Same design, sharper
This is the facelifted Hyundai Tucson! The striking design of Hyundai’s medium-sized SUV is largely retained, although the nose is secretly quite different. However, this applies even more to the interior!
Does the Hyundai Tucson need a facelift? You can argue about that, because the striking design of the Tucson introduced in 2020 still looks fresh in our opinion. However, Hyundai likes to keep things up to date and so we saw a facelifted Hyundai Tucson for the first time in June. Hyundai is now removing the camouflage material from the car and showing the Tucson in full regalia, although we don’t know everything yet.
First let’s see what we do know. The design is largely retained. By this we mainly mean the striking combination of grille and headlights, with various elements in the grille lighting up as daytime running lights and parking lights. However, things are also changing in this region. For example, the grille is made up of fewer (light) layers and has a different shape. Those lighting elements are also slightly chunkier in shape, just like the headlights. Previously, they were cut off diagonally with a smooth line, but now we are looking at more straight-lined viewers. In combination with the sleeker front bumper, this creates a nose that is very similar to what the sportiest version of the existing Tucson, the Tucson N Line, already had. That version previously received a different front bumper and more rectangular light units, although the shape of the grille is of course the same as on the original.

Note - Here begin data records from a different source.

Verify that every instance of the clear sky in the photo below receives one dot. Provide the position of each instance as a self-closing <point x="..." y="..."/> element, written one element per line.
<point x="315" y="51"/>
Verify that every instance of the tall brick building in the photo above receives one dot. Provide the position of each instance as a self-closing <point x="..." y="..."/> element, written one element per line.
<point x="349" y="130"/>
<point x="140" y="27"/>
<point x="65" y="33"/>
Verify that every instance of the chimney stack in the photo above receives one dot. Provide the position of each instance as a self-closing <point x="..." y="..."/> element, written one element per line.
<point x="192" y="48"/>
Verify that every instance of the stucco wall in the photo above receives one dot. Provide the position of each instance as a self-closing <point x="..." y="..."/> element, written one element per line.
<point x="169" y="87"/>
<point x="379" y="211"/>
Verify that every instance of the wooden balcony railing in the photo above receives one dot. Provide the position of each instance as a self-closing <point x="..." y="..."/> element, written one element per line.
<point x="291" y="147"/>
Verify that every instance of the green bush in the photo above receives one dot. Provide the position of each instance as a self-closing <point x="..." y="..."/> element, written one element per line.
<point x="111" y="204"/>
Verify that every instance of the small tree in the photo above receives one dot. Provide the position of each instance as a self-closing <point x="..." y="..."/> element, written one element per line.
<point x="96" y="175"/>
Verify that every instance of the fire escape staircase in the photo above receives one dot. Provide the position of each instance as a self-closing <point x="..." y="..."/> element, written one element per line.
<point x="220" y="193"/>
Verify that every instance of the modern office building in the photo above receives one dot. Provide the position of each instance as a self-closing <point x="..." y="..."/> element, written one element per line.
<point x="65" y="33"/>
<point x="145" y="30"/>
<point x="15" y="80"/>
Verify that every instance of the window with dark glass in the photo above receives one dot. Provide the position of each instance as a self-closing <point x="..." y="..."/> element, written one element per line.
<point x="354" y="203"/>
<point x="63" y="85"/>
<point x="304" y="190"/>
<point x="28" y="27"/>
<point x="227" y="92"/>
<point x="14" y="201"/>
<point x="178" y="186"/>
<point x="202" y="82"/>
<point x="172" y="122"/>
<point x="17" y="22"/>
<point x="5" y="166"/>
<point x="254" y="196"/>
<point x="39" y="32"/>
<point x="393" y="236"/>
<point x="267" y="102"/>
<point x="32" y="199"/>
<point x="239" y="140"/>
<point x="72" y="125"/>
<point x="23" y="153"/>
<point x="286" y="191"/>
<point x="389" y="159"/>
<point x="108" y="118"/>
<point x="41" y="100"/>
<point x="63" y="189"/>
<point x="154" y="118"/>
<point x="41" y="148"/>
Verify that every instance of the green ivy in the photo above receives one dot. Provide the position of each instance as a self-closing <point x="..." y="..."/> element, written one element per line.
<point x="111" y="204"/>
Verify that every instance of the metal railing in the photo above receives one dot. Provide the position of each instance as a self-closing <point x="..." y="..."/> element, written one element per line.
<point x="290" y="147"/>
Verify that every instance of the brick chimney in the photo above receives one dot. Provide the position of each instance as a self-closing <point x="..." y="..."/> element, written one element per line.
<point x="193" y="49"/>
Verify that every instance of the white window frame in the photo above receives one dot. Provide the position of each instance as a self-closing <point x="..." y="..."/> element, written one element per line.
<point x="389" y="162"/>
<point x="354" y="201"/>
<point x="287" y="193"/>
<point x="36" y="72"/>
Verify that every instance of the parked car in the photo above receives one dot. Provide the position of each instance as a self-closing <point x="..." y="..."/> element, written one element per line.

We don’t know what exactly changes at the rear. Hyundai has not yet released a photo of this, because today we are talking about a kind of ‘preview’. The car in the photos is not a European Tucson, but a South Korean version. There is at least one important difference with ‘our’ version: the wheelbase. This is the long version, recognizable by the side window in the rear door cut straight at the bottom. On the European Tucson, which is a few centimeters shorter, that line goes up on the door.
Interior
What we do see – and what will of course also apply to the European Tucson – is the new dashboard. Hyundai is now throwing the fresh, rounded dash of the 2020 Tucson into the trash, replacing it with a sleeker whole that better matches that of the new Kona, for example. Horizontal lines therefore play a major role and the screen initially integrated into the center console now fits optically seamlessly with the information display behind the steering wheel. The steering wheel itself is also new, at least for the Tucson. This steering wheel is also in the Kona and means three instead of four spokes for the Tucson, but also the loss of the Hyundai logo.
And further? And then we wait quietly. Hyundai promises that the facelifted Hyundai Tucson will be presented in European version in early 2024, and only then will we learn whether anything will change on a technical level.